La mesure était dans les tuyaux. Elle est désormais confirmée. La ministre de la Santé, Stéphanie Rist, a annoncé ce jeudi sur RMC le doublement, de 100 à 200 euros, du plafond annuel des franchises médicales sur les consultations et médicaments, soit le montant maximum restant à la charge des patients. Un décret est en cours de préparation pour cette mesure d’ordre réglementaire, qui ne nécessite donc pas de passage au Parlement.
Le Premier ministre avait annoncé la couleur dans son interview fleuve donnée à Paris Match. Il souhaitait « demander un effort à ceux qui achètent plus de 50 boîtes de médicaments par an ou vont plus de 25 fois chez le médecin par an, tout en protégeant les plus fragiles socialement ».

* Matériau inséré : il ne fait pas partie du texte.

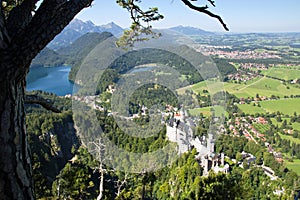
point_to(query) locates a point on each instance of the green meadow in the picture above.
(263, 86)
(295, 166)
(286, 106)
(283, 72)
(250, 109)
(295, 125)
(206, 111)
(291, 138)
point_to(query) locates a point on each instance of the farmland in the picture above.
(283, 72)
(263, 86)
(294, 166)
(285, 106)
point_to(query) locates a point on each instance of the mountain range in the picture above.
(78, 28)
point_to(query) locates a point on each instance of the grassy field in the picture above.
(283, 72)
(295, 166)
(250, 109)
(262, 85)
(286, 106)
(290, 138)
(206, 111)
(262, 128)
(295, 125)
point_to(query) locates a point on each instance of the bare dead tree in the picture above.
(99, 153)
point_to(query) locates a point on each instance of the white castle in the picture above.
(180, 130)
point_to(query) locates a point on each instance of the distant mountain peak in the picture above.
(77, 28)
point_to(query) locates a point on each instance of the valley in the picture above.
(237, 131)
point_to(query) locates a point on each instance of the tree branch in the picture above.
(46, 103)
(203, 9)
(20, 17)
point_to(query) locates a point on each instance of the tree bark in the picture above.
(22, 37)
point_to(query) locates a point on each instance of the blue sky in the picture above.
(239, 15)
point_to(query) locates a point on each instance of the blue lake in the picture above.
(50, 79)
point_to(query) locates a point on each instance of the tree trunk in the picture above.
(15, 166)
(101, 184)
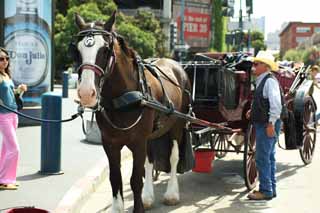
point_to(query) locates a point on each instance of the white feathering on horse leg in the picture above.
(172, 196)
(117, 204)
(147, 192)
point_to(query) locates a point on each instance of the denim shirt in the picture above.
(7, 95)
(271, 91)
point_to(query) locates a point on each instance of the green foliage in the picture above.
(144, 43)
(294, 55)
(311, 56)
(257, 35)
(143, 33)
(257, 41)
(147, 22)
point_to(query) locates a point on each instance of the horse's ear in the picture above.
(79, 21)
(108, 26)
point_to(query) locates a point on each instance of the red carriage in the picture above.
(221, 93)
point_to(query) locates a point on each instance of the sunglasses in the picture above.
(4, 58)
(256, 63)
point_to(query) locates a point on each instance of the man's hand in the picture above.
(22, 88)
(248, 114)
(270, 130)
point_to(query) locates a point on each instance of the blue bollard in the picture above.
(65, 84)
(51, 134)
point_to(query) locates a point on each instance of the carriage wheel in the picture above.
(309, 131)
(220, 142)
(249, 162)
(155, 174)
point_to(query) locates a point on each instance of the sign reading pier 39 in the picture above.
(28, 41)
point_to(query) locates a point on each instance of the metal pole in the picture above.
(240, 23)
(51, 134)
(2, 23)
(182, 22)
(65, 84)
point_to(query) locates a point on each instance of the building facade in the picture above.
(255, 24)
(296, 33)
(196, 16)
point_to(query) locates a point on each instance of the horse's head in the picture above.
(94, 52)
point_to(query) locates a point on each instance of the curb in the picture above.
(77, 195)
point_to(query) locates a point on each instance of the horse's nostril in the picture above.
(93, 93)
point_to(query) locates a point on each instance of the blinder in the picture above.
(89, 41)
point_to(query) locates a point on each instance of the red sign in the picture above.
(195, 24)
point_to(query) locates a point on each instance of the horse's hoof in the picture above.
(147, 201)
(171, 201)
(147, 206)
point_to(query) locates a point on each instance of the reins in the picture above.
(74, 116)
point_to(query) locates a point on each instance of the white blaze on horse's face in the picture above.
(88, 48)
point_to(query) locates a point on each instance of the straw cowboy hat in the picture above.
(266, 58)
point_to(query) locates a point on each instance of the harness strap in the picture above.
(166, 100)
(74, 116)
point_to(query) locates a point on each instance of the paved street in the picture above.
(223, 191)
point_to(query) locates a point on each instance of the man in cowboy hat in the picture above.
(265, 116)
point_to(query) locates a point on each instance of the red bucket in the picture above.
(26, 210)
(203, 158)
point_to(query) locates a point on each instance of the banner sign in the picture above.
(28, 41)
(195, 24)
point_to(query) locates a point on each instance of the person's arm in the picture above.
(271, 91)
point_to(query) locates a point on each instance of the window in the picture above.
(300, 40)
(317, 29)
(303, 29)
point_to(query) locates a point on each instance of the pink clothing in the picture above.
(9, 155)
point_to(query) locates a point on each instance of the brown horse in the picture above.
(109, 69)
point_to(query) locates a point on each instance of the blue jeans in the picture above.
(265, 158)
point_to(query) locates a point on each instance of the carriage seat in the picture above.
(232, 88)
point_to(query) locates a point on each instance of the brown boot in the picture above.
(256, 195)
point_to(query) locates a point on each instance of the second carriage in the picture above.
(222, 92)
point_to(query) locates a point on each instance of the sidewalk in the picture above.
(79, 160)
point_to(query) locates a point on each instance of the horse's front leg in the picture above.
(147, 192)
(139, 155)
(172, 196)
(114, 156)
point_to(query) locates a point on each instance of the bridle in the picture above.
(101, 72)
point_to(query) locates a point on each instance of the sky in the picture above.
(279, 11)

Le montant des franchises ne serait pas touché, c’est leur accumulation qui est visée en rehaussant les plafonds. Introduite en 2008, la franchise s’élève à 1 euro pour les boîtes de médicament et les actes paramédicaux et à 4 euros pour les transports médicaux, sans pouvoir dépasser 50 euros à l’année. Même maximum de 50 euros par an pour les consultations médicales, frappées d’une participation forfaitaire de 2 euros à chaque passage devant le médecin. L’addition de ces deux plafonds devrait donc doubler, alors qu’ils n’avaient jamais été modifiés depuis vingt ans.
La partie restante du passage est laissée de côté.